I am new to machine learning.

I have a basic question about feature selection. I have a dataset with 100 features which I used to regress an output Variable. When I do regression with all the features, I get a particular regression error, r1. When I do feature selection (using step forward feature selection) and select X (which is less than 100) features, I get a better regression r2 (r2 << r1).

I am trying to answer the question how the machine learning algorithm is doing worse with more features. Isn't the performance of the algorithm supposed to increase (or at least remain the same) when we add new features? Does it mean that the algorithm is not a good choice for the problem or does it mean that I don't have enough data for the algorithm to learn?

Can you please help me?

Richard Hardy
  • 54,375
  • 10
  • 95
  • 219

1 Answers1

0

The general rule is, the more features you have, the more likely it is that your model overfits. The more data (samples) you have, the less likely is it, that your model overfits.

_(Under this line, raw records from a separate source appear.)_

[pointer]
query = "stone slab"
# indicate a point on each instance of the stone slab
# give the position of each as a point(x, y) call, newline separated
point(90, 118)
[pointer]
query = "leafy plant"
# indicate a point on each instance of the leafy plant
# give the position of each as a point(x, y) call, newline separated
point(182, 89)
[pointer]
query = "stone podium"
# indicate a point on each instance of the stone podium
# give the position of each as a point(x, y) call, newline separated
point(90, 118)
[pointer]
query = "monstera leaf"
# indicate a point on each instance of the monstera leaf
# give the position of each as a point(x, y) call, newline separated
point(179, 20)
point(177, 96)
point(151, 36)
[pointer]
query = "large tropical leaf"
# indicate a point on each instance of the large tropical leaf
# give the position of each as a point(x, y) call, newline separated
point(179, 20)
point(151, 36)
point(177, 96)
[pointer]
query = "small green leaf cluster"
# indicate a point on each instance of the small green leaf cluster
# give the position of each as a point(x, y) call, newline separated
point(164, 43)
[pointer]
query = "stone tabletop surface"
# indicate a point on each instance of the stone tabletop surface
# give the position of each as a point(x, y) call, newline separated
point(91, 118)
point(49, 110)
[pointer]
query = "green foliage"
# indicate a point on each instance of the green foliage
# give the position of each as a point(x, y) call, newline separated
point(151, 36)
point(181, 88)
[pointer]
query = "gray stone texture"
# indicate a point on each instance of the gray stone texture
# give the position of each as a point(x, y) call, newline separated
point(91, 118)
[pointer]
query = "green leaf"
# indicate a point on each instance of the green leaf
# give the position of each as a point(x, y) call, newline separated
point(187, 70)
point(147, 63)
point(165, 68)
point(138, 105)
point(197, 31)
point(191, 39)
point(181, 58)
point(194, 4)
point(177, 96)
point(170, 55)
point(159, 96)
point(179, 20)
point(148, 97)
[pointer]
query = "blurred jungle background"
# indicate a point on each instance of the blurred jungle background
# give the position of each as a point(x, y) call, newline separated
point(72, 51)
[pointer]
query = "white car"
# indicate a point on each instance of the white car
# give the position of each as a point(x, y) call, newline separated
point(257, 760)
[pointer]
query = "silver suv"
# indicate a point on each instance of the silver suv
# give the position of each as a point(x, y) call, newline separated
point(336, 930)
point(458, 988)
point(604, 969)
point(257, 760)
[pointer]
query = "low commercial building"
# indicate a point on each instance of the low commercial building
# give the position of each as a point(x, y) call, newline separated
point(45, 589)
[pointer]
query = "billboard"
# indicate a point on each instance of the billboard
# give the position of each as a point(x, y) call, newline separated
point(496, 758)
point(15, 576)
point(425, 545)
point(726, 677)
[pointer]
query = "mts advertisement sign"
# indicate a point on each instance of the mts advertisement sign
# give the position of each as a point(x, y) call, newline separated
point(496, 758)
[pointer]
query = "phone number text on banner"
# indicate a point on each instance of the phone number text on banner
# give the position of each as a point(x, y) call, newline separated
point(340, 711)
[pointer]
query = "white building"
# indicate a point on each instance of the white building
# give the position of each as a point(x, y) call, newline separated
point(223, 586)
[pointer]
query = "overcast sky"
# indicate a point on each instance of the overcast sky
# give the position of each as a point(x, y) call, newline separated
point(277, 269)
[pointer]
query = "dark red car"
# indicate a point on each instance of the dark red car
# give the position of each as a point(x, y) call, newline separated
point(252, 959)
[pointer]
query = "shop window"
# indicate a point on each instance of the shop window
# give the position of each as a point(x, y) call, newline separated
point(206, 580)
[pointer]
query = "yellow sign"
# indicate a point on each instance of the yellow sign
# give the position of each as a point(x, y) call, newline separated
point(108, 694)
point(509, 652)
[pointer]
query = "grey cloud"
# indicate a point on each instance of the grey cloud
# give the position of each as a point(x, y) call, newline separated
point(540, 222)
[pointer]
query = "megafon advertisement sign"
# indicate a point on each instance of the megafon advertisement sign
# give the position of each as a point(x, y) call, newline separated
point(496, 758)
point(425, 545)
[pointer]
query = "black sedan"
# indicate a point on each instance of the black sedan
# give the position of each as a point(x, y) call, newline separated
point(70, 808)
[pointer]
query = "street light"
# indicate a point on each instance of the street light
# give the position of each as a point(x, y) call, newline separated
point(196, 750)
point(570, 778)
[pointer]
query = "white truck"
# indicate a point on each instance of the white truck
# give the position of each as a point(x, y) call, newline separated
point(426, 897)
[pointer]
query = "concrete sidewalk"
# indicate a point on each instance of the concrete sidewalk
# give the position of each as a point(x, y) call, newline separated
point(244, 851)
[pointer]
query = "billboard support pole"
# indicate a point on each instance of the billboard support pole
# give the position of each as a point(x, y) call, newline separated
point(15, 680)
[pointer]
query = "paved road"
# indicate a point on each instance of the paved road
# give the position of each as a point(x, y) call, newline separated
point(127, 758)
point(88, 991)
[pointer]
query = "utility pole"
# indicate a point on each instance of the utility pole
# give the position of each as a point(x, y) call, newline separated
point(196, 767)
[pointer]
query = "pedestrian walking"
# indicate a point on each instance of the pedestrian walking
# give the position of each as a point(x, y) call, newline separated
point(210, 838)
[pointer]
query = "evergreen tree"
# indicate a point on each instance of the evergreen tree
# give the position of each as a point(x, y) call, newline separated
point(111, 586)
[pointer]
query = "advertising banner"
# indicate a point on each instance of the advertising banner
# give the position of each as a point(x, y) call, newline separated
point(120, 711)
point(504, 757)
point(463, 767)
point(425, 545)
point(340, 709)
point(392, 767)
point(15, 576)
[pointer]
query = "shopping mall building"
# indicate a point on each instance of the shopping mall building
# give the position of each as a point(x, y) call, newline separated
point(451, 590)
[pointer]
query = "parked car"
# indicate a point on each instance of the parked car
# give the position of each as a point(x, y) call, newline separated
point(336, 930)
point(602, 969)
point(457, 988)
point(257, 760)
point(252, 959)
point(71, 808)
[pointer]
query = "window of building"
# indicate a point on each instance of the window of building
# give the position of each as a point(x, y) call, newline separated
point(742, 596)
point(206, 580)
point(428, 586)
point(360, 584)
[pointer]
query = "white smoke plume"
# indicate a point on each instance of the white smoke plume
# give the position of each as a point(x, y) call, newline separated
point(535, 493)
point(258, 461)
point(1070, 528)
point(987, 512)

Of course it also depends on the "quality" of your features / data. E.g. if you just have more samples, but your samples don't represent the distribution well of the data you apply to your model later, the additional samples might not add accuracy to your model.

And of course the propencity of the model for overfitting also plays a role.

To know if your model overfits, you should look at the score (like mae or mse) your model reaches on the training and the validation/test data. E.g. if it's nearly 100% acurate on the training data and moderately accurate on the validation data, you can assume that it overfits and that removing features could even improve the situation (but probably you should try regularization measures first).

jottbe
  • 150
  • 1
  • 9